Ce fut alors, vers onze heures et demie, au plus épais de la mêlée, au milieu des fracas de la fusillade, que Mathieu Strux apparut près du colonel Everest. Son œil était à la fois rayonnant et effaré. Une flèche venait de percer son chapeau et tremblotait encore au-dessus de sa tête.

«Le fanal! le fanal! s’écria-t-il.

– Hein! répondit le colonel Everest, en achevant de charger son fusil.

– Oui! le fanal!

– Vous l’avez vu?

– Oui!»

Cela dit, le colonel, déchargeant une dernière fois son rifle, poussa un hurrah de triomphe, et se précipita vers le donjon, suivi de son intrépide collègue.
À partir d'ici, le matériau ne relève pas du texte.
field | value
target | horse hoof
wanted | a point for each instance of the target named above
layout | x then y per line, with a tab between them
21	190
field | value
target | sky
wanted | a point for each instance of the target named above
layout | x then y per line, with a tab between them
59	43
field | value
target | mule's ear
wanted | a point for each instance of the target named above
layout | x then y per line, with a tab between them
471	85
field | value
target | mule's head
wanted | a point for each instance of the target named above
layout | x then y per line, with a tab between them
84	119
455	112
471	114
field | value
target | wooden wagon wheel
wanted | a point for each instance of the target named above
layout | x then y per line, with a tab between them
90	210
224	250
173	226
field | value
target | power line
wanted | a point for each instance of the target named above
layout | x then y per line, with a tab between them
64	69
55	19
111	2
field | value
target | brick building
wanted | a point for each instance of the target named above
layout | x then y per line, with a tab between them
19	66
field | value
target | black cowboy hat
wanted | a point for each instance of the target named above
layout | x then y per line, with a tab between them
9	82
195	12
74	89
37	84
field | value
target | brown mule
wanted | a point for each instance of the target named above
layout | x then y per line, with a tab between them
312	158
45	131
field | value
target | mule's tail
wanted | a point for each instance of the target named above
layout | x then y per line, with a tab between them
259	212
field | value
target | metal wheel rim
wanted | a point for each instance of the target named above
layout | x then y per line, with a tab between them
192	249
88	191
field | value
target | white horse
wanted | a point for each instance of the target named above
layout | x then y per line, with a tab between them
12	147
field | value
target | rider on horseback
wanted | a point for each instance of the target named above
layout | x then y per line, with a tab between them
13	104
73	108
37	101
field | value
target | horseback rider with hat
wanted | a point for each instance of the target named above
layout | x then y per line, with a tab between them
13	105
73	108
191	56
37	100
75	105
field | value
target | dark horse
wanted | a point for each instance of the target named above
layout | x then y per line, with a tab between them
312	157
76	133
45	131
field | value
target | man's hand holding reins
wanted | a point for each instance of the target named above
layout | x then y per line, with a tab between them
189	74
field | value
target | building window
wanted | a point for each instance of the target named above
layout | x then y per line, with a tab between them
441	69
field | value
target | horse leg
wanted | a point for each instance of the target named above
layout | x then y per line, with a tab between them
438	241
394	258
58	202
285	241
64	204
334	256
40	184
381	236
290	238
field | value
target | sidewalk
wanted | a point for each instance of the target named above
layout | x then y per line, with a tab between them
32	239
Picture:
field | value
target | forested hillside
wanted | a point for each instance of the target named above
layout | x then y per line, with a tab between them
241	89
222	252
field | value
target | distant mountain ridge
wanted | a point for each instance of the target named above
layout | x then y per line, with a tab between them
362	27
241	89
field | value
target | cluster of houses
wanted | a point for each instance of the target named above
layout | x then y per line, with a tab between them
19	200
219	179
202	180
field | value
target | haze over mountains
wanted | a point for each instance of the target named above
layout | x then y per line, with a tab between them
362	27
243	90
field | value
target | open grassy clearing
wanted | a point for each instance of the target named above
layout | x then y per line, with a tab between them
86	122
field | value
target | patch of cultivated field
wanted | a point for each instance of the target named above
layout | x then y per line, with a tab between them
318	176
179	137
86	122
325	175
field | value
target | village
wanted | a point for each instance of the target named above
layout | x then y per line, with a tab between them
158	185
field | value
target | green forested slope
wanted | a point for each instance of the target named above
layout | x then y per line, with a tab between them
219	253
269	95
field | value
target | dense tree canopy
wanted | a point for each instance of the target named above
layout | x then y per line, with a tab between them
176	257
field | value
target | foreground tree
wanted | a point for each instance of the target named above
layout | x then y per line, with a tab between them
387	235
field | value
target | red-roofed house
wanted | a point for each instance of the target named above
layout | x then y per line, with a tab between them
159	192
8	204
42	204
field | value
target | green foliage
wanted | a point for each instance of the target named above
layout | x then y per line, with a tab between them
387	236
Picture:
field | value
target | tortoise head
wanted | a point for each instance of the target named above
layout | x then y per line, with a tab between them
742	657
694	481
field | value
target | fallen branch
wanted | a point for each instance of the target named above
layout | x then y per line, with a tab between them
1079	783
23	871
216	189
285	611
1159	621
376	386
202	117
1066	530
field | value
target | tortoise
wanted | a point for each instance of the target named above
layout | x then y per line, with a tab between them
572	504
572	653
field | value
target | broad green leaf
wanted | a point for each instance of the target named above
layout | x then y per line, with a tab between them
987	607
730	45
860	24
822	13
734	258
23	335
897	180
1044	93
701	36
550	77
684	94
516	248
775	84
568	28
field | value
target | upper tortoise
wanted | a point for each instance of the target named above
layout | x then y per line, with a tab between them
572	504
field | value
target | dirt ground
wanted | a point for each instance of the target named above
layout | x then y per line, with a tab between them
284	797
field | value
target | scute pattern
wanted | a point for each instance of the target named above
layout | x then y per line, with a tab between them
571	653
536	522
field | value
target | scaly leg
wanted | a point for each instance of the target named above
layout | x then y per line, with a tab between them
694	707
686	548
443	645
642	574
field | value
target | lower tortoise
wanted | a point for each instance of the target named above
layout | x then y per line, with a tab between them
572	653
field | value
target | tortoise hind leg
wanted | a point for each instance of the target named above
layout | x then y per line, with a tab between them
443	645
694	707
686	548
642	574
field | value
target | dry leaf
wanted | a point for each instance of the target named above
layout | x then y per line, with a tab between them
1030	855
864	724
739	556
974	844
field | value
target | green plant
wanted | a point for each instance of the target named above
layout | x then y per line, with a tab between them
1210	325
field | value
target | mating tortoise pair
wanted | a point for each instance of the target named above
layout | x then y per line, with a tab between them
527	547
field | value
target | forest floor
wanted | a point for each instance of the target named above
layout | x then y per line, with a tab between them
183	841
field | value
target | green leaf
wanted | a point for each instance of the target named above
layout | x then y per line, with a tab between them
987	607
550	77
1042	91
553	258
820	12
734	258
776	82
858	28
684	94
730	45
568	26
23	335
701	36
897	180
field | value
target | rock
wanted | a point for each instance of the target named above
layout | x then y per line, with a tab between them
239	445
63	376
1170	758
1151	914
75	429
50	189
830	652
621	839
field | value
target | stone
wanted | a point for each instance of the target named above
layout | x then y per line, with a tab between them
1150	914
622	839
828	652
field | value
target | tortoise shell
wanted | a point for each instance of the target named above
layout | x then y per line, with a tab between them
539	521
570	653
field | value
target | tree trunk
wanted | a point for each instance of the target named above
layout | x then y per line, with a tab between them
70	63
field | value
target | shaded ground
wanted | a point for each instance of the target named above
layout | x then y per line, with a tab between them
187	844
Là, le colonel s’agenouilla devant la lunette et, comprimant les battements de son cœur il regarda. Ah! comme en ce moment toute sa vie passa dans son regard! Oui! le fanal était là, étincelant entre les fils du réticule! Oui! la lumière brillait au sommet du Volquiria! Oui! le dernier triangle venait enfin de trouver son point d’appui!

Ç’eût été vraiment un spectacle merveilleux que de voir opérer les deux savants pendant le tumulte du combat. Les indigènes, trop nombreux, avaient forcé l’enceinte. Sir John, le bushman, leur disputaient le terrain pas à pas. Aux balles répondaient les flèches des Makololos, aux coups d’assagaies, les coups de hache. Et cependant, l’un après l’autre, le colonel Everest et Mathieu Strux, courbés sur leur appareil, observaient sans cesse! Ils multipliaient les répétitions du cercle pour corriger les erreurs de lectures, et l’impassible Nicolas Palander notait sur son registre les résultats de leurs observations! Plus d’une fois, une flèche leur rasa la tête, et se brisa sur le mur intérieur du donjon. Ils visaient toujours le fanal du Volquiria, puis ils contrôlaient à la loupe les indications du dernier, et l’un vérifiait sans cesse le résultat obtenu par l’autre!

«Encore une observation,» disait Mathieu Strux, en faisant glisser les lunettes sur le limbe gradué.

Enfin, une énorme pierre lancée par la main d’un indigène fit voler le registre des mains de Palander, et, renversant le cercle répétiteur, le brisa.

Mais les observations étaient terminées! La direction du fanal était calculée avec une approximation d’un millième de seconde!

Maintenant, il fallait fuir, sauver le résultat de ces glorieux et magnifiques travaux. Les indigènes pénétraient déjà dans la casemate et pouvaient d’un instant à l’autre apparaître dans le donjon. Le colonel Everest et ses deux collègues, reprenant leurs armes, Palander, ramassant son précieux registre, s’enfuirent par une des brèches. Leurs compagnons étaient là, quelques-uns légèrement blessés, et prêts à couvrir la retraite.

Mais au moment de descendre les pentes septentrionales du Scorzef:

«Notre signal!» s’écria Mathieu Strux.

En effet, il fallait répondre au fanal des deux jeunes astronomes par un signal lumineux. Il fallait, pour l’achèvement de l’opération géodésique, que William Emery et Michel Zorn visassent à leur tour le sommet du Scorzef et, sans doute, du pic qu’ils occupaient, ils attendaient impatiemment que ce feu leur apparût.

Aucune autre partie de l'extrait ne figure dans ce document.